Not in GW2. If someone doesn’t go kill or divert the death beast then it’s going to go and actually level the village. Need something from a merchant in that village? If they’re rebuilding because you thought you could wait to kill the death beast then you’re just shit out of luck.
And then dynamic events. These are awesome. You might just be walking along and see a group of centaurs charging past on their way to assault a keep. You might have a child run up to tell you they’re lost. You might be enjoying a tasty brew in the tavern when a bandit raid occurs. In GW2 the quests come to you! Everybody in the area then rushes out and tries to help and the whole thing is seamless because you don’t have to spend 5,000 years organizing a raid. And once more, if you fail, things change.
Helping others gives you karma points. If you visit someone you helped later, they may trade you things in exchange for those karma points. Short story: you want to make it in GW2? You have to help people out.
So you’ve got a level 80 unstoppable badass that you’re just in love with and your friend just started playing. You want to go and let your seasoned warrior show the newbie the land.
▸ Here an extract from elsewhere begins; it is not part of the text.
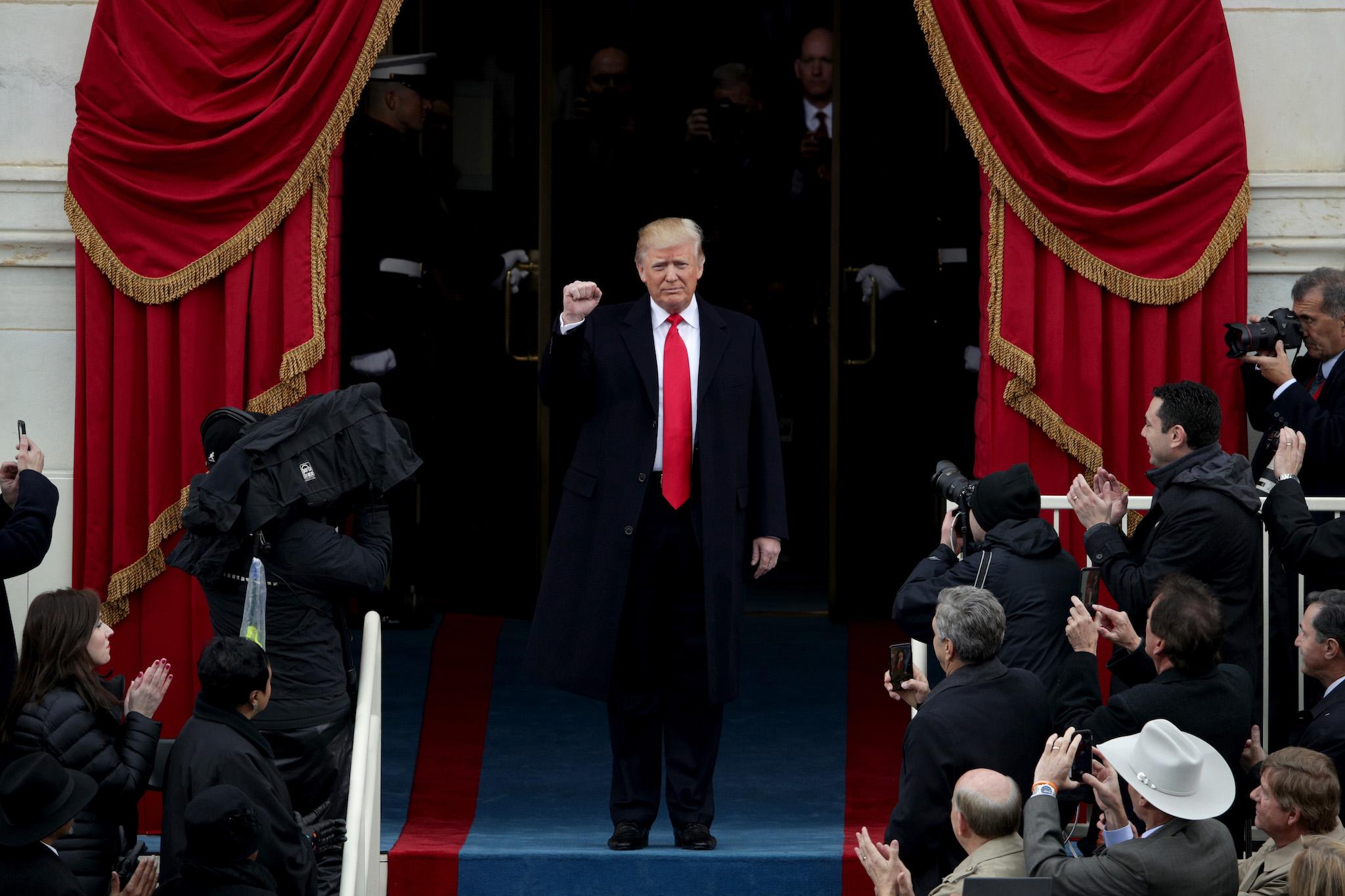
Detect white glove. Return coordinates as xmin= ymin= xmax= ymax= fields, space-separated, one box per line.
xmin=491 ymin=249 xmax=529 ymax=293
xmin=854 ymin=265 xmax=904 ymax=302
In other MMOs the higher level character would earn nothing and would also stop their friend from earning anything, since the higher level character would easily overwhelm the landscape.
In GW2 if you’re in an area designated for level 5 characters, that’s what level you fight at. Nothing is easy in this land. Fighting bandits will be just as hard for you as it is for them. You’ll both get xp.
11. Alt-aholics dream
In the above scenario (when a friend picks up the game) I’d just make a new alt, since I’m a bit of an alt-aholic. This game totally caters to that. The different classes (“professions” as they’re called in GW2) all feel unique. They all operate on different mechanics so there’s always a new style of play to explore and enjoy. And they’re all balanced.
Toward the end of the beta I asked a question in general chat: “Which class is the best?”
The first six responses all had a different opinion (and there are eight classes). One person even said that the only class he got killed repeatedly with was the engineer. I had the exact opposite experience. My engineer was my favorite!
I could keep going. There was seriously so much good in this game. We so often hear the term WoW-killer get thrown around. I’ve always thought it was silly. People have so much invested in WoW that the very idea of sunk cost will keep most of them around. To think that any game, no matter how good, could kill WoW is kind of absurd.
At least, that’s what I used to think. GW2 was easily the best game I’ve ever played. I can see people coming over to it en masse, it’s that engaging. The fact that there’s no monthly fee to play it only sweetens the pot.
If you’re a fan of MMOs, seriously, buy this game.
This is post 21 of 49 for Blogathon.